They are supposed to have a slip-resistant sole. They cost $29.99. They weren't on sale and I paid full price for them, because my other pair was looking too shabby for me to wait for a sale on these particular type of shoes. With our 8.75% sales tax, they came to $32.61. That put the final cost of the shoes slightly above what I had budgeted for shoes ($30), but that's OK.
I still need to buy a pair of pants to wear to the office, so, hopefully, that will be my next purchase. One of these days, when I next feel like going shopping for clothes! LOL.
Today, I am grateful for:
- New shoes!
- Feeling up to shopping for them.
- Finding a pair in my size.
- Not feeling guilty about paying full price for them because it's what I had budgeted for.
- Having a little bit of leeway in the budget to accommodate the sales tax.
Every time I buy a pair of black shoes, I am reminded of a story my mother had once told me. As a child, I never had a pair of black shoes. I had several pairs of shoes in all the colors of the rainbow, but not a single pair of black shoes. And I longed to have a pair of black shoes. Finally, after I begged and begged, my mother relented and bought me a pair of black patent leather shoes for my 9th birthday.
Several years later, when I asked her why she wouldn't let me wear black shoes as a child, she told me it was because, when she was growing up, all her mother would buy for her and her sisters were black shoes since they were so serviceable and could be worn with any outfit! She said her mother would take her to the shoe store and say to the salesperson, "A pair of black shoes for this child, a pair of black shoes" (and mother would drag out the word "black" so it sounded more like "blaaack"). Mother, obviously didn't like her black shoes!

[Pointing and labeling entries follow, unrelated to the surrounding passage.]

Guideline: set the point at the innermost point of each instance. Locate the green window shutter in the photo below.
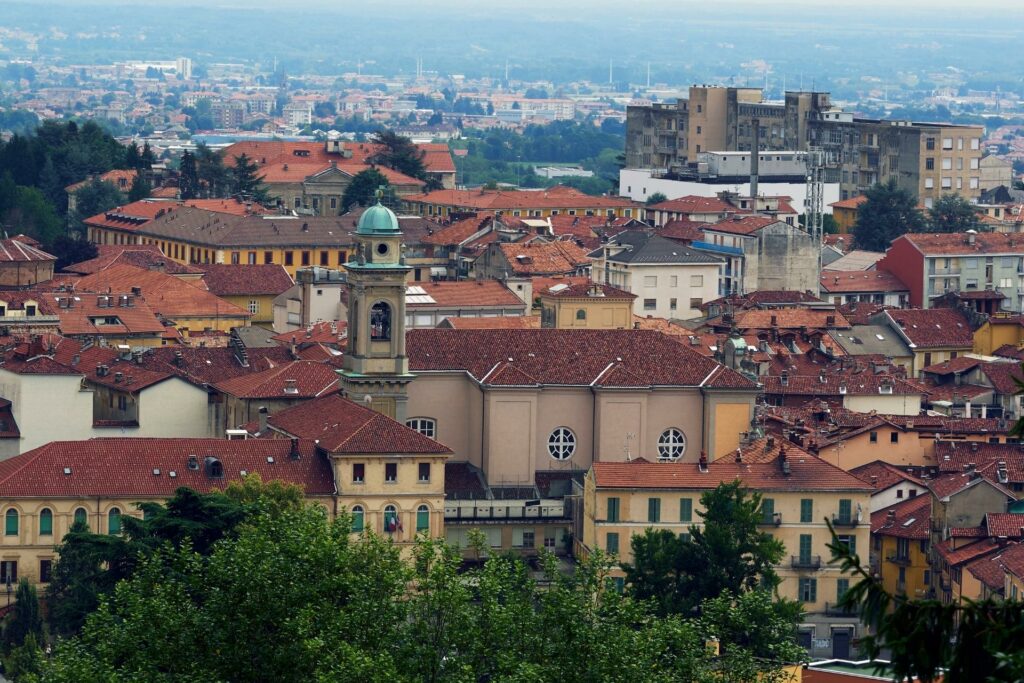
(653, 510)
(845, 509)
(805, 546)
(612, 543)
(685, 509)
(612, 509)
(806, 510)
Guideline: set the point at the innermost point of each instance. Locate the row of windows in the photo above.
(767, 510)
(12, 520)
(392, 522)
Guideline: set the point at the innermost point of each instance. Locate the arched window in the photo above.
(358, 518)
(423, 519)
(426, 426)
(10, 522)
(391, 521)
(561, 443)
(380, 322)
(46, 522)
(672, 444)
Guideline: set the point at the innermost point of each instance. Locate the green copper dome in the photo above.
(378, 219)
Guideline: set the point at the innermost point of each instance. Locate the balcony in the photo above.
(833, 609)
(903, 560)
(809, 562)
(845, 520)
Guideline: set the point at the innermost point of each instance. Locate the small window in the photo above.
(561, 443)
(46, 522)
(672, 444)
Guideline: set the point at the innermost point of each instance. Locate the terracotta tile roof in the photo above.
(142, 256)
(466, 293)
(586, 291)
(166, 295)
(941, 244)
(907, 519)
(544, 258)
(558, 197)
(566, 356)
(125, 467)
(935, 328)
(493, 323)
(343, 427)
(296, 380)
(16, 251)
(790, 318)
(806, 473)
(246, 280)
(882, 475)
(851, 203)
(860, 281)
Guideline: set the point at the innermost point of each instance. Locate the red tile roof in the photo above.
(246, 280)
(806, 473)
(343, 427)
(126, 467)
(912, 519)
(860, 281)
(308, 379)
(935, 328)
(567, 356)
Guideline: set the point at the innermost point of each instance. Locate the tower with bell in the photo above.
(375, 370)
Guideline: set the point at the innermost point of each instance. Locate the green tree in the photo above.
(952, 213)
(400, 154)
(728, 553)
(888, 213)
(363, 187)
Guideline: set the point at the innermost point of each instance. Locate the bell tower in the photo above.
(375, 369)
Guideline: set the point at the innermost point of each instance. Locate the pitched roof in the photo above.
(567, 356)
(244, 280)
(296, 380)
(806, 473)
(935, 328)
(141, 467)
(343, 427)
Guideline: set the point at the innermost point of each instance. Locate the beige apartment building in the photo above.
(799, 492)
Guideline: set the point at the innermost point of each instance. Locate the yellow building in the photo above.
(899, 547)
(586, 306)
(799, 492)
(998, 330)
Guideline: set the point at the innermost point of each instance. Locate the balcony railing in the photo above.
(833, 609)
(812, 562)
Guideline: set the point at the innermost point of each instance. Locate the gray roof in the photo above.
(869, 339)
(649, 248)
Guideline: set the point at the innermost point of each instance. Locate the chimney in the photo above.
(755, 153)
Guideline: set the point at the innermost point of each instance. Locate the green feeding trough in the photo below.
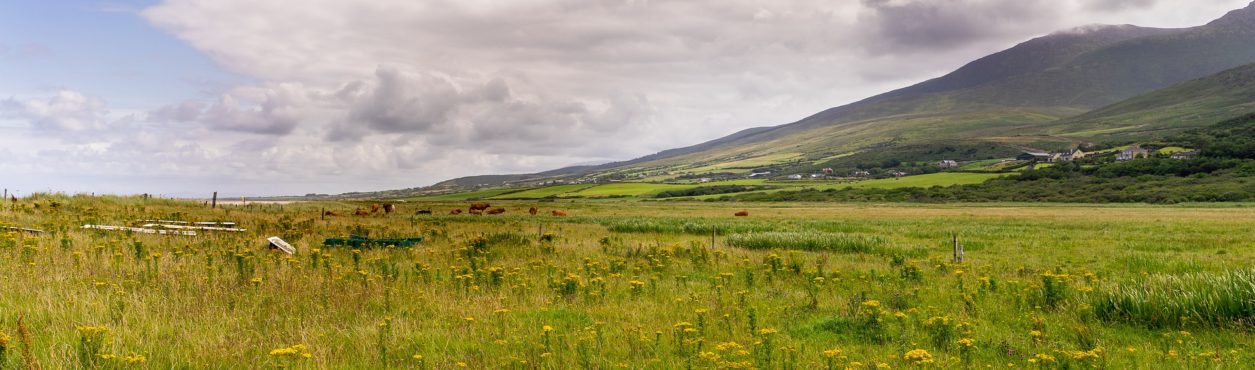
(364, 242)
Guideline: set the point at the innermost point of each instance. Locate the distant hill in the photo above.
(1196, 103)
(1052, 92)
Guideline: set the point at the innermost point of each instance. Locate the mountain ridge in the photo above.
(1020, 92)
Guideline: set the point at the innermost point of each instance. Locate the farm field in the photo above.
(631, 285)
(640, 190)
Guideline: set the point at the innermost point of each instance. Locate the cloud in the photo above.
(279, 113)
(925, 25)
(1117, 5)
(357, 95)
(67, 111)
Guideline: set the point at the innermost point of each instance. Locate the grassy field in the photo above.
(640, 190)
(631, 285)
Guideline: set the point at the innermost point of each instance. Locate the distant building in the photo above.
(1185, 154)
(1072, 156)
(1132, 153)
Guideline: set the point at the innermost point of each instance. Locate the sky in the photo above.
(266, 97)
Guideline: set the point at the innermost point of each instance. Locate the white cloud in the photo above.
(67, 111)
(392, 94)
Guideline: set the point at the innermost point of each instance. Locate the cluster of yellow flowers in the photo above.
(918, 356)
(1084, 355)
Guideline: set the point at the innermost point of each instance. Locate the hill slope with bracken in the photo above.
(1041, 93)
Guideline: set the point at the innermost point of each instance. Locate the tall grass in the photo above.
(1224, 299)
(808, 241)
(682, 226)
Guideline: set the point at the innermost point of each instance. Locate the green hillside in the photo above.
(1191, 104)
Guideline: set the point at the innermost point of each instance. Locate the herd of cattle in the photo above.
(476, 208)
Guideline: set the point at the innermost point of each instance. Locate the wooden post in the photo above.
(954, 248)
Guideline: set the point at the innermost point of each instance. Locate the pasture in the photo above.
(630, 285)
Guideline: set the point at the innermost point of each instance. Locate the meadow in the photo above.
(630, 285)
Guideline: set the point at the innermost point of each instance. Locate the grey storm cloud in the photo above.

My mother was one of 4 daughters (and one of 9 children, altogether). She said her mother had a method when it came to buying shoes for the girls. One year, the two older girls (my mother's older sisters) would get new shoes (black, of course) and their old shoes would be handed down to the two younger girls (my mother and her younger sister). The following year, the two younger girls would have new shoes bought for them, while the older girls had to manage with last year's shoes. Mother didn't say (and I didn't think to ask) what would have happened if the older girls' feet out-grew their shoes during that period! I also don't know if Grandmother had a similar method for shoes for her sons, as well.
By the time the younger girls received their older sisters' shoes, those shoes would have been worn for two years, already. And, I suppose, if the shoes were still in good condition after being worn by the younger girls, they would have been passed down to a cousin or two. Mother had several cousins as her mother had been the oldest of 14 children.
My mother continued this tradition of passing down shoes, as I remember her giving my outgrown shoes to one of my cousins. And, at least one of my cousins has given her daughter's shoes to my daughter! So, we are keeping the hand-me-down shoes tradition going! LOL!